# Some afternoon pest control...



## Jaximus (Jun 1, 2013)

I'm not sure what the deal is, but the squirrel population has just exploded around here. I've never seen so many in my life. The problem with this is that I live not more than 15 feet from a heavily wooded area and the little SOB's have decided my attic is a nice place to chill out and chew on some wiring. This is some pretty uncool behavior.

So, I'd literally just finished practicing for the Midwest tournament and went inside to get some lunch, still had my slingshot and ammo in my pocket and everything, when I heard one of the little suckers clambering around on my roof. I went outside and he bolted for the woods the moment he saw me. After a brief pursuit we both kind of paused to figure out what the other was doing. He peeked me from about 8 meters away and that was the end of that.









1/2" steel and straight cut natural latex on my Scout. The dude was infested with fleas, so I ended up just leaving him out for the foxes that frequent our back yard.

Hopefully the others will get the hint now and stay in the woods where they belong. I feel like squirrel season is going to be insane this year, though.


----------



## D.Nelson (Feb 20, 2014)

I am jealous of your pest problem. Good shooting.


----------



## erniepc1 (Jun 7, 2014)

looks like a clean shot. Nice shooting.


----------



## Imperial (Feb 9, 2011)

way to go ! btw- if i were you, id push for squirrel targets to be used for the MWST. . .


----------



## kenyaslinger (Jun 27, 2013)

I wish we had a squirrel infestation here!!


----------



## GHT (Jan 22, 2013)

Nice shooting.


----------



## Charles (Aug 26, 2010)

Nicely done! If you keep smacking them around your house, the survivors should get pretty wary.

Cheers ..... Charles


----------



## wolf98 (Mar 2, 2014)

nice shot


----------



## ash (Apr 23, 2013)

Saw squirrels for the first time while in the UK recently and fed one by hand in a London park... cute little beasts. By the same token, I've been watching a lot of squirrel shooting vids on YT. Very satisfying


----------



## Jaximus (Jun 1, 2013)

Imperial said:


> way to go ! btw- if i were you, id push for squirrel targets to be used for the MWST. . .

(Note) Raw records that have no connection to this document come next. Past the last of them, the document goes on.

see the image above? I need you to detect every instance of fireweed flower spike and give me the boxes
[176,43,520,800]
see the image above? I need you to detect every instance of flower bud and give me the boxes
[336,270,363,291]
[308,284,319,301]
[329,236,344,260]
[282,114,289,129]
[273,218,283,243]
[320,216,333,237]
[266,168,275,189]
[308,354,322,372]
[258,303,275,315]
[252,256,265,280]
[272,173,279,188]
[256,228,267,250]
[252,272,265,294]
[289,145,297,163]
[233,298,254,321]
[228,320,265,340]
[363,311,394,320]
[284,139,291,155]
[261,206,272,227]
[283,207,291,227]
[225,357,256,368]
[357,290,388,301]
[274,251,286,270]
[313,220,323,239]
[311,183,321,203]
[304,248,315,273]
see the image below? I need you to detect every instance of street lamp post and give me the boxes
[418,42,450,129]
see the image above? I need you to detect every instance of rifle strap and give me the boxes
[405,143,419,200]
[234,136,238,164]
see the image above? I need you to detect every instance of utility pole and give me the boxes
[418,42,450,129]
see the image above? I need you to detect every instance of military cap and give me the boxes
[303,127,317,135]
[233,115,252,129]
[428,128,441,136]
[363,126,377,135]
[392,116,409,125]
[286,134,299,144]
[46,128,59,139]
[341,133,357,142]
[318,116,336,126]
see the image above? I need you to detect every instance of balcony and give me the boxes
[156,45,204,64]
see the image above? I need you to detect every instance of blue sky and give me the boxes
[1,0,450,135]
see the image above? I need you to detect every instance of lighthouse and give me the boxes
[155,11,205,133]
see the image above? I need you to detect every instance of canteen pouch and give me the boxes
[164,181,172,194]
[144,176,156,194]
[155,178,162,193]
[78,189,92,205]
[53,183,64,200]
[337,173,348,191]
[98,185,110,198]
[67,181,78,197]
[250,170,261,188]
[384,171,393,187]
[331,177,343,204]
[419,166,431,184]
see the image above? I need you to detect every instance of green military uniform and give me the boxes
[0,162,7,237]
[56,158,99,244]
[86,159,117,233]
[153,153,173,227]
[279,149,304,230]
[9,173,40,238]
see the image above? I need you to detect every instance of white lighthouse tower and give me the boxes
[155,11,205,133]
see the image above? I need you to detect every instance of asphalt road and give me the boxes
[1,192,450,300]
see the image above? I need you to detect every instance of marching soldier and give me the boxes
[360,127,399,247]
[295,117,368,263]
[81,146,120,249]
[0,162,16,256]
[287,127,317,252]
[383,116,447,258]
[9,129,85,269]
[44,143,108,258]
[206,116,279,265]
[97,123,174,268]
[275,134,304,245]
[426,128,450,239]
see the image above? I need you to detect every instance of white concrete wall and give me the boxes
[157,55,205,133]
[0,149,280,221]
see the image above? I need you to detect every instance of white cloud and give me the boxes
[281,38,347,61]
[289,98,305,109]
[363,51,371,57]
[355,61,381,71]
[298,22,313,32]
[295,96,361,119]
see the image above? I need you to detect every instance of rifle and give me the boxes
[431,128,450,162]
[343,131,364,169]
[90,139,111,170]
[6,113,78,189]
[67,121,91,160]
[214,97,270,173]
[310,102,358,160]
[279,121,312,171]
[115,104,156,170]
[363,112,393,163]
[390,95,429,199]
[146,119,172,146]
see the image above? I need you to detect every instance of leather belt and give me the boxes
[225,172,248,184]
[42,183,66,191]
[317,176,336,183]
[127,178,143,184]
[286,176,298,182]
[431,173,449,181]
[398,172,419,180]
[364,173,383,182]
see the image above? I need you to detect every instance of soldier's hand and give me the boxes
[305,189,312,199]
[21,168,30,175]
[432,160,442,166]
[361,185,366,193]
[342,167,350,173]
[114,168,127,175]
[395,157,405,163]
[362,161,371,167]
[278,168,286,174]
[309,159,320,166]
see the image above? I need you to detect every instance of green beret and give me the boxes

I'm just going to picture squirrel heads in my mind while I'm shooting. I'll wipe that judgmental look right off their smug little faces!



ash said:


> Saw squirrels for the first time while in the UK recently and fed one by hand in a London park... cute little beasts. By the same token, I've been watching a lot of squirrel shooting vids on YT. Very satisfying


ash, when the young ones are playing and chasing each other up trees and stuff they're downright adorable. When they're threatening to cause a house fire, not so much, haha.

Thanks for checking in, everyone.


----------



## Oneproudmeximan (May 20, 2013)

Lovely


----------



## slingshooterPT (Feb 22, 2014)

Good shooting


----------



## big t (Mar 10, 2012)

Don't look like a pest looks like lunch


----------



## luke8603 (Feb 14, 2014)

Sadly the squirrels in my yard did learn how unsafe it is and now they take the long road around


----------



## luke8603 (Feb 14, 2014)

As long as they are doing damage they are fair game


----------